I saw with my own eyes, Joe literally, in the pasture running circles around one of the horses that was doing a canter. I watched him run a circle around that horse two times before the horse got tired of playing (they were buddies) and just stopped. Joe got his running, fun time and came back to the yard.

Jason is right. They are a hound bred for hunting lions. They're awesome hunting dogs with a lot of speed, endurance and stamina. Joe had the prey drive but had been trained not to rip off after something without being given a command.

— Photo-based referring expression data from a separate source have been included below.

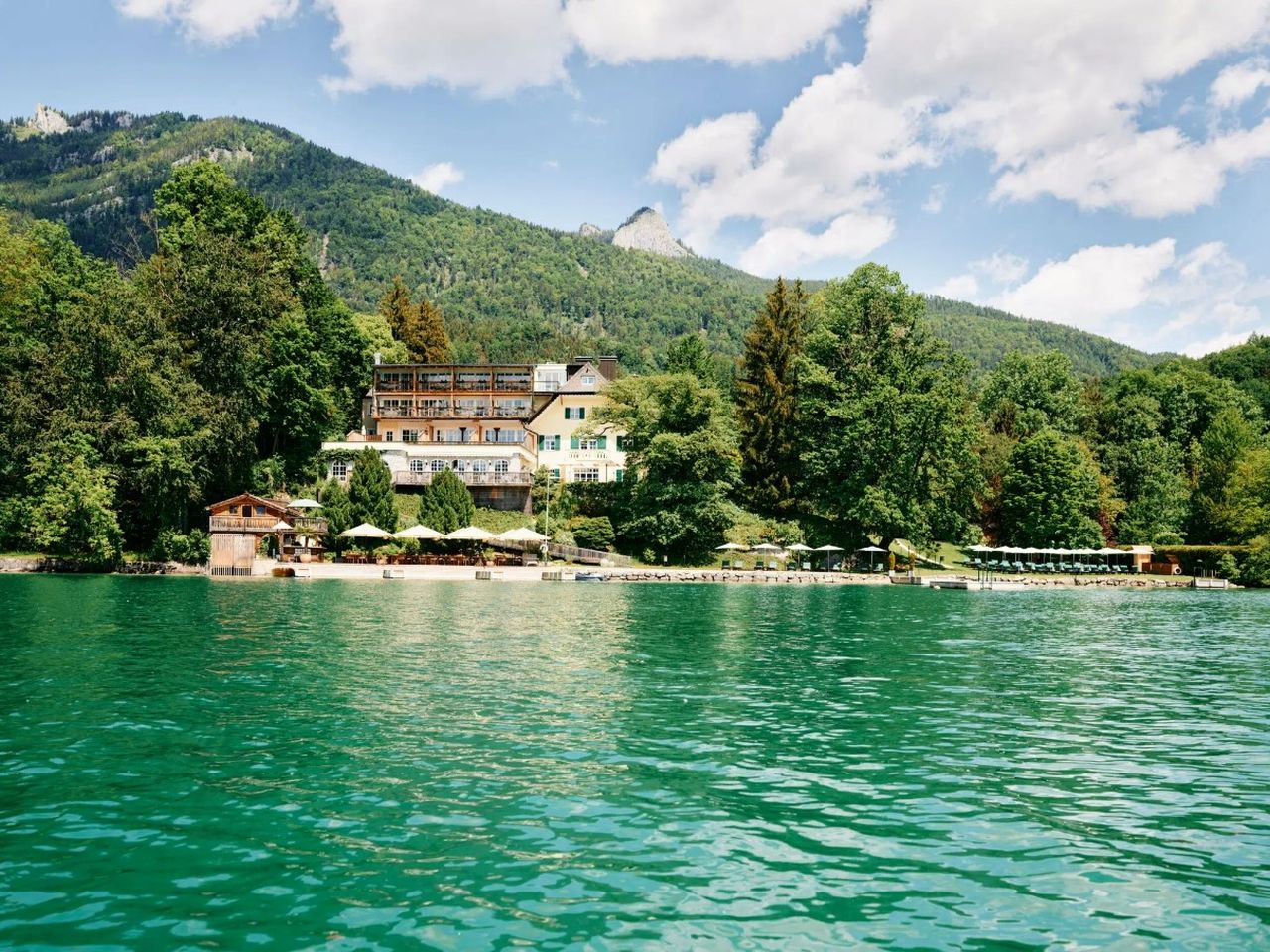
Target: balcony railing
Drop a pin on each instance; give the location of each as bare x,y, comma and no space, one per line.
470,479
264,524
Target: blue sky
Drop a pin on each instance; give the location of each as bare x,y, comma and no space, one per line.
1098,164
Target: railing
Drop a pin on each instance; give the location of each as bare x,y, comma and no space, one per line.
264,524
470,479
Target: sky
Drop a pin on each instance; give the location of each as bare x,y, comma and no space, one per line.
1102,164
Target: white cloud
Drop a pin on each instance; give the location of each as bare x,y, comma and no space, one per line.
959,287
783,250
211,21
492,48
1147,296
1056,94
1001,268
437,177
1238,82
934,203
729,31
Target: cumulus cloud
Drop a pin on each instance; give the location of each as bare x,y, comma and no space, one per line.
1148,296
437,177
492,48
784,250
728,31
1056,95
211,21
1238,82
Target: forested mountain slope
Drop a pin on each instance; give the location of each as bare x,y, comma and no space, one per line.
509,290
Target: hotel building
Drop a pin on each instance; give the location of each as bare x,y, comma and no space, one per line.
490,424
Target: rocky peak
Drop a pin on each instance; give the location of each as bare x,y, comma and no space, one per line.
647,231
49,122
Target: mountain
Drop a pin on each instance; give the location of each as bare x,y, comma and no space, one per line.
509,290
644,231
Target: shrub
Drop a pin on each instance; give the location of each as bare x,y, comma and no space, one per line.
593,532
193,547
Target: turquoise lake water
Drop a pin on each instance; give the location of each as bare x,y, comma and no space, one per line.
363,766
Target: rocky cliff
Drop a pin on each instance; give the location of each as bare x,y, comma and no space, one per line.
644,231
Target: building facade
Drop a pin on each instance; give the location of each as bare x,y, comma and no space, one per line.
493,425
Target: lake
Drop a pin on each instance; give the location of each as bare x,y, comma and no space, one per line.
363,766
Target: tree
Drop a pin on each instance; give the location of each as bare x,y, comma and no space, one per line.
370,492
1026,393
689,354
767,400
427,339
447,503
1052,494
684,461
887,428
397,308
338,511
71,511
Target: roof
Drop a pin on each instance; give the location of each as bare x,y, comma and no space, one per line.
276,504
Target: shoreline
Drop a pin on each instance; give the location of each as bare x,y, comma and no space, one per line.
266,569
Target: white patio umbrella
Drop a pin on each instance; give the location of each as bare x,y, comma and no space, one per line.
470,534
420,532
870,549
522,534
365,531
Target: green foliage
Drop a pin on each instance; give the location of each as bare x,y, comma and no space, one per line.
511,291
1028,393
71,506
593,532
683,445
370,492
767,400
887,425
1052,494
338,511
193,547
445,503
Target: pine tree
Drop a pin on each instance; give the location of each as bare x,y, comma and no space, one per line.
767,399
397,308
370,492
429,340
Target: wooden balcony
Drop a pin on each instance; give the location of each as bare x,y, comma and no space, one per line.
470,479
259,525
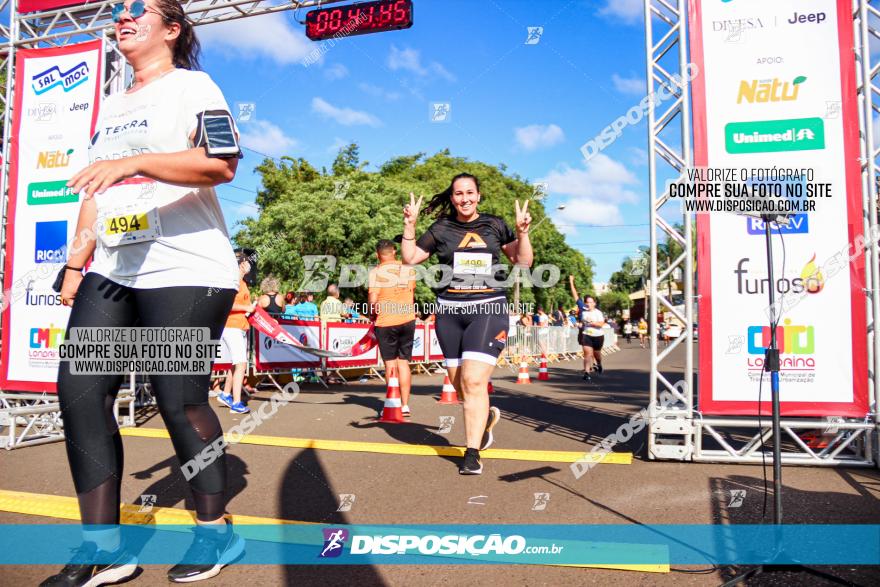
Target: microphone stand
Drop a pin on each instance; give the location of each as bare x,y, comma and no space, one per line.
771,365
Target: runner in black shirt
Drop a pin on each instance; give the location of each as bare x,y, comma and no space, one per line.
472,316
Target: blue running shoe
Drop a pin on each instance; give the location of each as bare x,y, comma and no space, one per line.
239,408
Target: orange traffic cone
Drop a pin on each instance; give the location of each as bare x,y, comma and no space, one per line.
392,413
523,376
542,370
448,395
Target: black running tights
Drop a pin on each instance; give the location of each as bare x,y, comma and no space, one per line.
94,446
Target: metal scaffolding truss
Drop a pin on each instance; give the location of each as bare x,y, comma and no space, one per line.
677,431
670,434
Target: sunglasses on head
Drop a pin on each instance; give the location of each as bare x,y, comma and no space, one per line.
137,9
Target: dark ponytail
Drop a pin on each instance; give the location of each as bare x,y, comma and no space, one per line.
187,47
442,202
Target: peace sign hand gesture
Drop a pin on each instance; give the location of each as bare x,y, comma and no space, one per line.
523,218
411,211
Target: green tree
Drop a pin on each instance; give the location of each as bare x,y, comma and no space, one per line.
613,303
304,212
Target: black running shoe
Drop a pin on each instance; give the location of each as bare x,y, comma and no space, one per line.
471,464
209,552
76,574
494,416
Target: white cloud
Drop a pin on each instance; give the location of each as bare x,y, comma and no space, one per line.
343,116
338,143
629,85
438,69
378,92
584,212
265,137
406,59
628,11
336,71
411,60
269,35
537,136
595,192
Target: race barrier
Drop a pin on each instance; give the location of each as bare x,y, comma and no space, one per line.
34,418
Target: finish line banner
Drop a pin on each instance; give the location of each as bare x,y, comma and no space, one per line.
639,547
777,92
57,92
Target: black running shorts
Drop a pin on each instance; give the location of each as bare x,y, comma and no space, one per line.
472,331
395,342
596,342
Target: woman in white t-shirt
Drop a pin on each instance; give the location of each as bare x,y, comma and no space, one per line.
591,337
162,258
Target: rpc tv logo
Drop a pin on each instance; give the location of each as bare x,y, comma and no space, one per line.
797,224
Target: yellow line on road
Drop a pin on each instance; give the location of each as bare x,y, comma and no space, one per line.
552,456
67,508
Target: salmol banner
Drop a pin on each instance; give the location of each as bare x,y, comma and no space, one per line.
57,95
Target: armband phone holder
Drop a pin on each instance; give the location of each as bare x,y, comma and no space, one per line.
216,132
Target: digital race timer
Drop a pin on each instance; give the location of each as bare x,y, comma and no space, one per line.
358,19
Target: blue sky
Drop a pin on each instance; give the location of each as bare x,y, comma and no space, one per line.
530,106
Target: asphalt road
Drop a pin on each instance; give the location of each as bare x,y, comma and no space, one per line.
562,414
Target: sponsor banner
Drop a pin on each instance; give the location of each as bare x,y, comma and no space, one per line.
343,336
435,353
419,344
271,355
650,548
777,89
57,96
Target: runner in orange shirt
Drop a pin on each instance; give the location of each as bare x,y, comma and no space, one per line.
391,296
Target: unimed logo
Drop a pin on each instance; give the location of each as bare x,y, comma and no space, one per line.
50,241
772,136
50,192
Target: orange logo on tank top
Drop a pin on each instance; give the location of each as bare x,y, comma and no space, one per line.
472,240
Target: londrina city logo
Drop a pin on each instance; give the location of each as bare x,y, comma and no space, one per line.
53,77
794,340
334,542
773,136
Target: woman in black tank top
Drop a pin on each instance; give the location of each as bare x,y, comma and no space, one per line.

No way would I try to discourage anyone from having a Rhodesian Ridgeback, they're fun and loveable and great watch dogs, but I'd discourage someone having them as an LGD.


----------



## Pops2 (Jan 27, 2003)

ridgies are actually more of a cur. they should be able to work stock as well as hunt. they should do this by chasing cattle back to the herd and then circling the herd to keep it together while you get behind the herd and move it.
now you might be able to catch a few young or very old yotes by coursing them w/ the ridgie and letting the LGD help. if you're gonna do that skip the bull and get a good longdog from a wolfer.
if you just want more guarding power and the speed to catch a few go w/ an akhbash it's the lightest & raciest of the working LGDs.


----------



## KSALguy (Feb 14, 2006)

LGD's are not for hunting anything, they dont herd they dont course or any of that, they are for staying with the herd and keeping preditors away not going out and looking for them or takeing commands, if you have to give your LGD a command to get it to do a job then your waisting your time, LGD's are bred to be independent thinkers, they live with the herd, they protect the herd, they dont controle the herd, they dont go out with the owner to course Coyotes, 

you dont want to put any kind of hunting breed out with your herd 24/7 you dont want to leave a breed that has not been bred for thousands of years to live with the herd as one of the herd that will think for its self and guard the herd with out compromiseing the herds safty because the owner wasnt there to give a command, or because it was bord and decided to play with a goat and end up running the herd to death or mauling a kid cause it was fun, 

non LGD breeds have NO BUISNESS liveing as an LGD< LGD's are not the same as a dog thats a good home guard dog, they are not the same as a hunting breed or Herding breed, 
LGD breeds will never be used in Obediance training, thats just not what they are for,


----------